On July 5, 2018 (how appropo one day after Independence Day) the Florida Supreme Court ruled that under federal law AHCA may only reach the past medical expenses portion of a Medicaid recipient’s tort recovery to satisfy its Medicaid third party liability lien.

See Giraldo v. ACHA (No. SC17-297). This ruling now resolves the conflict between the Second District Court of Appeal’s decision in Willoughby v. AHCA, 212 So.3d 516 (Fla. 2d DCA 2017) and the First District Court of Appeal’s decision in Giraldo v. AHCA, 208 So.3d 244 (Fla. 1st DCA 2016).

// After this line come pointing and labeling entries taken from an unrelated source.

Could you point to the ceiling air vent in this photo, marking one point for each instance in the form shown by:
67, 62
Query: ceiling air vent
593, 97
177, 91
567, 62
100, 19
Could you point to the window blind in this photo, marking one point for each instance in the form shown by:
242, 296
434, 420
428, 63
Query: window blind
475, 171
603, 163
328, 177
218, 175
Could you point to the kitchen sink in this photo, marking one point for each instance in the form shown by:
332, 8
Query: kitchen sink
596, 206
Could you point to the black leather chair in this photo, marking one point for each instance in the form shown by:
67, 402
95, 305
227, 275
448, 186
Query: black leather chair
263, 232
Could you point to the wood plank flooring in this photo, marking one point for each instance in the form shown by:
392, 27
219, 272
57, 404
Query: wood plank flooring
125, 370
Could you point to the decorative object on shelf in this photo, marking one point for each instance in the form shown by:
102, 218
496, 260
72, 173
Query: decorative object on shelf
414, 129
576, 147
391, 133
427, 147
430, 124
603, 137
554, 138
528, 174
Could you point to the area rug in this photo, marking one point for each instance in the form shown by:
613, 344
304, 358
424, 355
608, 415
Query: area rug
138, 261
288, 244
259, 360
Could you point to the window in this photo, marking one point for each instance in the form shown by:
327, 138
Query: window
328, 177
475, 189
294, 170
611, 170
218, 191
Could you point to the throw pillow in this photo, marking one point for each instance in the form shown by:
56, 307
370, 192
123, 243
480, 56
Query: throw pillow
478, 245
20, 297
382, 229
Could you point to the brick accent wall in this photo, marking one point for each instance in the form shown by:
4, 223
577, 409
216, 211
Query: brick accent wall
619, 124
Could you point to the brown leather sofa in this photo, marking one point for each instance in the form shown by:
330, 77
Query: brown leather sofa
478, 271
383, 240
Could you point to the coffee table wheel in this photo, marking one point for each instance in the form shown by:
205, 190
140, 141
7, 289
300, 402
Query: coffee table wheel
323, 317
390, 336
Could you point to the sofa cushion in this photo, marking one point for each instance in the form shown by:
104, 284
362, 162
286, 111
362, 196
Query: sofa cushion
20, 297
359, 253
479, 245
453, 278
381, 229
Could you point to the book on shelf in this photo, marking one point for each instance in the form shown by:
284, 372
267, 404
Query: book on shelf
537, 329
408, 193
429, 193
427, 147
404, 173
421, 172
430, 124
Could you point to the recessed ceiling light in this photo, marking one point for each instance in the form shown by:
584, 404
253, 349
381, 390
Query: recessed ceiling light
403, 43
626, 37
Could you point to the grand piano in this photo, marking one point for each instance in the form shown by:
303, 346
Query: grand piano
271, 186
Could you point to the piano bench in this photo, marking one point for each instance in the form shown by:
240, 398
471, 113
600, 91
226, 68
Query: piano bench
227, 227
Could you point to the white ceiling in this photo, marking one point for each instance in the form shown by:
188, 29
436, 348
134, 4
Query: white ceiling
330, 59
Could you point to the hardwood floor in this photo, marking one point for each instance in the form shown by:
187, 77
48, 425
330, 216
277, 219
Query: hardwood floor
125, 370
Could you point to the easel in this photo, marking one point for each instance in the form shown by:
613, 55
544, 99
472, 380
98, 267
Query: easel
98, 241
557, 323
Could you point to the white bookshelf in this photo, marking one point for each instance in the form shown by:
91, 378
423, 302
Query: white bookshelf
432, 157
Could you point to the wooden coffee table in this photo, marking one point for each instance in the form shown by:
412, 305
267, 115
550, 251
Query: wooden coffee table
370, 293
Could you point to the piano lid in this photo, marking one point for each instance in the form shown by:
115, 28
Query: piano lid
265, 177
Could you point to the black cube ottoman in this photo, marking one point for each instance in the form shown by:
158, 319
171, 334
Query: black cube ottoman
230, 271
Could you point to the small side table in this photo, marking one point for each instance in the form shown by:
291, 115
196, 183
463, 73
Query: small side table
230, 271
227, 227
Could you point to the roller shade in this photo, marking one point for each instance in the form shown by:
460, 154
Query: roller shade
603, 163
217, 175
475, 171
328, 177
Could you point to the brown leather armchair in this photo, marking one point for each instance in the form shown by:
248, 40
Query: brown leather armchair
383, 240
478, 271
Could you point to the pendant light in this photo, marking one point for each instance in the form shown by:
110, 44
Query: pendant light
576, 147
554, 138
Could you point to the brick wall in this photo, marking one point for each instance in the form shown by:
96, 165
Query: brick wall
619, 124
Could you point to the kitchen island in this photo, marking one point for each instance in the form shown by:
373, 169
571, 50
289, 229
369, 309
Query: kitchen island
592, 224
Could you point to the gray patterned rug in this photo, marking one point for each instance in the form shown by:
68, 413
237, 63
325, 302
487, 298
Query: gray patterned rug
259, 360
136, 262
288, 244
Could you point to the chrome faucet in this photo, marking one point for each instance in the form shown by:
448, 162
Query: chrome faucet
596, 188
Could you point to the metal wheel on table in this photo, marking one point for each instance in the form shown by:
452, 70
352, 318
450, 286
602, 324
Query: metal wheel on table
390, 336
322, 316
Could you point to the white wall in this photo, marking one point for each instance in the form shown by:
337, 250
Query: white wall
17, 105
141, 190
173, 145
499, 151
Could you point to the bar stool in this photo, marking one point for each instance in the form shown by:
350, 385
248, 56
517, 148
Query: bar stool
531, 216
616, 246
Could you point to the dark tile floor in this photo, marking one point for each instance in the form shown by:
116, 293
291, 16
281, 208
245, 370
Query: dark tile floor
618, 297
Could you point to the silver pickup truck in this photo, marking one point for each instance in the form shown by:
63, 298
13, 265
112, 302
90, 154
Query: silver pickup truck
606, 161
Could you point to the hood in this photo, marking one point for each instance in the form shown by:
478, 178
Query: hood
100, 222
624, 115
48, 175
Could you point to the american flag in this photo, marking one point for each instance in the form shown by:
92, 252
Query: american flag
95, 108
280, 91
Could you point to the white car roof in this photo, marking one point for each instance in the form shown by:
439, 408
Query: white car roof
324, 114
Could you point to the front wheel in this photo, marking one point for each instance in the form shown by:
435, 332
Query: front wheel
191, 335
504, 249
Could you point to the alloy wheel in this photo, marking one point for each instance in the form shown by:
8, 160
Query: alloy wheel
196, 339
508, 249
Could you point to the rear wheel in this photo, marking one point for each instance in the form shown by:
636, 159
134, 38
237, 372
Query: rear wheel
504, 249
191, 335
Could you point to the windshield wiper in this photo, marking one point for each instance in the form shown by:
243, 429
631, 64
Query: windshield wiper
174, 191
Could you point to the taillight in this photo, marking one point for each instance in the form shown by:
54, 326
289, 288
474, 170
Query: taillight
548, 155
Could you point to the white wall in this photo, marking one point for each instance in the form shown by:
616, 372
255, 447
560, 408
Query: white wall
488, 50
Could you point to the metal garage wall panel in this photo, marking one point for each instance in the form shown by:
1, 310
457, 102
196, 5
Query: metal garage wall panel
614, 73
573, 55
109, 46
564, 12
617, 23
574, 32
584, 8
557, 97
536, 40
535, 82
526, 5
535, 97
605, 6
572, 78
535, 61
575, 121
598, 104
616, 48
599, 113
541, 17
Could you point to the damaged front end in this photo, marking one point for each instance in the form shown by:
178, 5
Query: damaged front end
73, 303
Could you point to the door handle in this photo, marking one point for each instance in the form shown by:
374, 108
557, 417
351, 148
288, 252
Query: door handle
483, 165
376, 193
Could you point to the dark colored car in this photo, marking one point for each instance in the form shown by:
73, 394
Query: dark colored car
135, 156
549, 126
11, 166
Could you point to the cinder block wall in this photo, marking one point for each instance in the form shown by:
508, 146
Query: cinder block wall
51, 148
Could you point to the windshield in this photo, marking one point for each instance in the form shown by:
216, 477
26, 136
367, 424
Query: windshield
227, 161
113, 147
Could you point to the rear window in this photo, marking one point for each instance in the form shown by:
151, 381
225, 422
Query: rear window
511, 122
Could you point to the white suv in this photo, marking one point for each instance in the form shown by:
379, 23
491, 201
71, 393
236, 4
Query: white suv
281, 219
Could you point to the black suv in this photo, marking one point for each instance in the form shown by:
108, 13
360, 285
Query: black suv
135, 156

The Plaintiff settled with multiple tortfeasors for $1 million. Medicaid had paid $322,222.27 for the Plaintiff’s medical care. Applying the formula found in Florida Statute 409.910(11)(f) AHCA calculated the presumptive lien amount at $321,720.16.

At the DOAH hearing, the Plaintiff’s counsel presented expert testimony to establish that only $13, 881.79 of the $1 million recovery represented compensation for past medical expenses. However, Plaintiff’s counsel did not present evidence to rebut the statutory lien amount.

The Florida Supreme Court interpreted the federal anti-lien law to refer to health care services already furnished (past medical expenses) and not giving the states a right to assignment of the portion of a tort recovery from which the plaintiff is expected to pay for future medical expenses. Moreover, the Court directed the administrative law judge to reduce the amount awarded to $13,881.79 in satisfaction of ACHA’s lien.